Operators can be escaped with \ to match their character.

Character classes

Identifier Description
\s Space characters: '\t', '\n', '\f', '\r', ' '
\d Digits: [0-9]
\D Not digit: [^0-9]
\w Word character: [A-Za-z0-9_]
\W Not word character: [^A-Za-z0-9_]
\a Alarm: \x07
. Any character

Tokenization

This library provides a regex-based tokenization engine, that can be used to easily build tokenizers.

e_regex::tokenization::tokenizer<auto... definitions> accepts a sequence of e_regex::separator and e_regex::token instances. Every e_regex::token instance will describe a token matcher with a type: every instance must use the same enum for this field! e_regex::separator instances will describe separators, aka matchers that will not produce tokens.

A tokenizer will stop parsing if:

  • input string is fully parsed;
  • input string is not accepted by any token matcher or separator matcher;
  • after a token, a separator is not found.

Tokenization is constexpr flagged: if the input is constexpr, the result can be iterated at compile time.

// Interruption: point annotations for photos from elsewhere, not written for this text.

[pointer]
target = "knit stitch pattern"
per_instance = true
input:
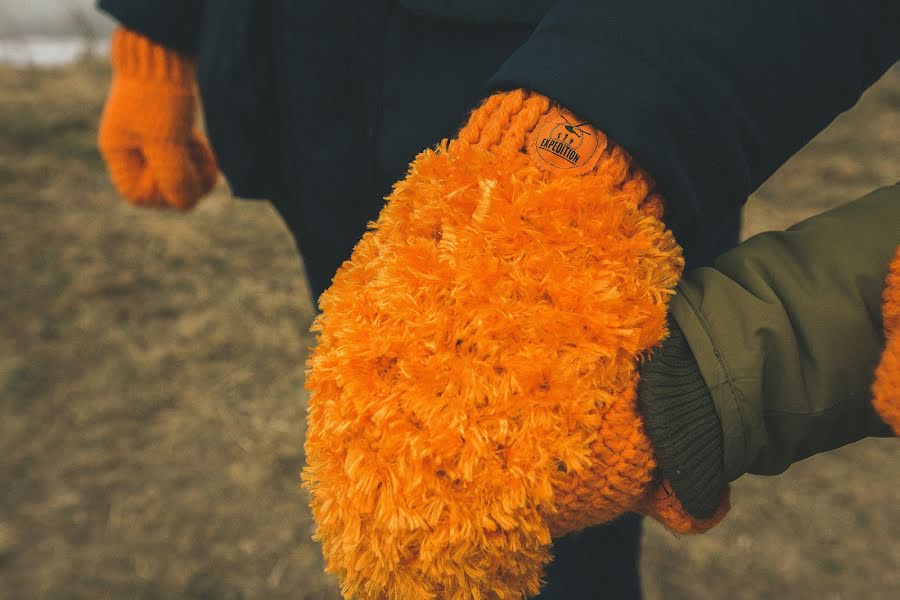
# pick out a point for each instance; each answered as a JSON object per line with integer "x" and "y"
{"x": 473, "y": 386}
{"x": 886, "y": 388}
{"x": 154, "y": 155}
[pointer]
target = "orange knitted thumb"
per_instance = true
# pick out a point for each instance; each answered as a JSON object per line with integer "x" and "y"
{"x": 154, "y": 155}
{"x": 886, "y": 388}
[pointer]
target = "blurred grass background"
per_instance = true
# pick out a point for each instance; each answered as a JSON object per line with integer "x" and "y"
{"x": 152, "y": 404}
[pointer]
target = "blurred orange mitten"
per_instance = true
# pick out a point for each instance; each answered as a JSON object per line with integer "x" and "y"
{"x": 887, "y": 376}
{"x": 154, "y": 155}
{"x": 473, "y": 388}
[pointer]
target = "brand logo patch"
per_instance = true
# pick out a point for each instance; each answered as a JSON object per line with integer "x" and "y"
{"x": 561, "y": 143}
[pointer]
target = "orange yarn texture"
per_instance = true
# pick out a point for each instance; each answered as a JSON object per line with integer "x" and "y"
{"x": 472, "y": 390}
{"x": 887, "y": 376}
{"x": 154, "y": 155}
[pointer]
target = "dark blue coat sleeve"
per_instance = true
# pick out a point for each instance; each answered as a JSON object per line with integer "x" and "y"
{"x": 171, "y": 23}
{"x": 710, "y": 97}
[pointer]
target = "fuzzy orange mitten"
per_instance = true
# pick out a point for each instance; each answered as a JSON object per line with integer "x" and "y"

Invoking a tokenizer with a std::string_view will produce a e_regex::tokenization::iterator: this iterator can be used in a range-based for loop or can be manually iterated using the increment operator.

using e_regex::separator;
using e_regex::token;

enum class type
{
    WORD,
    NUMBER
};

constexpr auto tokenizer
    = e_regex::tokenization::tokenizer<token {type::WORD, "[a-z]+"},
                                       token {type::NUMBER, "\\d+"},
                                       separator {"\\s"}> {};

auto res = tokenizer("a 123 def");

for (auto token: res)
{
    ...
}

In this example, tokenizer will tokenize words and numbers separated by spaces. The token in the range loop will be {.type = type::WORD, .value = "a"}, {.type = type::NUMBER, .value = "abc"} and {.type = type::WORD, .value = "def"}.

Building and testing

This project is based on meson, ninja and C++20. If quom is available, a single include header will be automatically built by meson.

To build and run unit tests:

$ meson setup build
$ meson test -C build

The generated single include header will be placed in build/single_include.hpp.

It is included a minimal build environment defined in Nix, running

$ nix develop

starts a 1:1 replica of a working environment for this library with two simple aliases:

build     - Automatically configure build folder and run build
run_tests - Run tests

Performance

Benchmarks from the excellent work of mariomka have been ran on a Ryzen 7 7700X at 5.57GHz; the results are:

Language Email(ms) URI(ms) IP(ms) Total(ms)
Nim Regex 0.51 16.48 3.83 20.83
C++ e-regex 11.79 10.87 4.13 26.80
PHP 11.63 12.52 2.72 26.88
Rust 16.32 14.22 2.07 32.61
Crystal 25.21 24.19 6.21 55.61
C++ Boost 26.08 26.45 10.37 62.90
Julia 53.88 46.97 2.66 103.50
Perl 58.59 39.53 13.02 111.14
Dart 48.69 51.10 42.23 142.02
C PCRE2 77.36 70.20 8.30 155.85
D dmd 118.73 122.59 3.71 245.04
D ldc 126.13 122.90 3.48 252.52
Python PyPy2 85.05 79.99 114.31 279.35
Ruby 154.53 135.38 29.70 319.62
Kotlin 92.76 115.61 137.44 345.81
Python PyPy3 139.41 126.26 119.58 385.24
Dart Native 195.81 229.57 4.91 430.29
Java 157.80 143.49 166.36 467.65
Go 153.04 150.41 243.94 547.39
C++ STL 233.24 190.29 154.17 577.70
C# Mono 1527.89 1282.36 74.80 2885.05

License

This project is licensed under the MIT License - see the LICENSE file for details.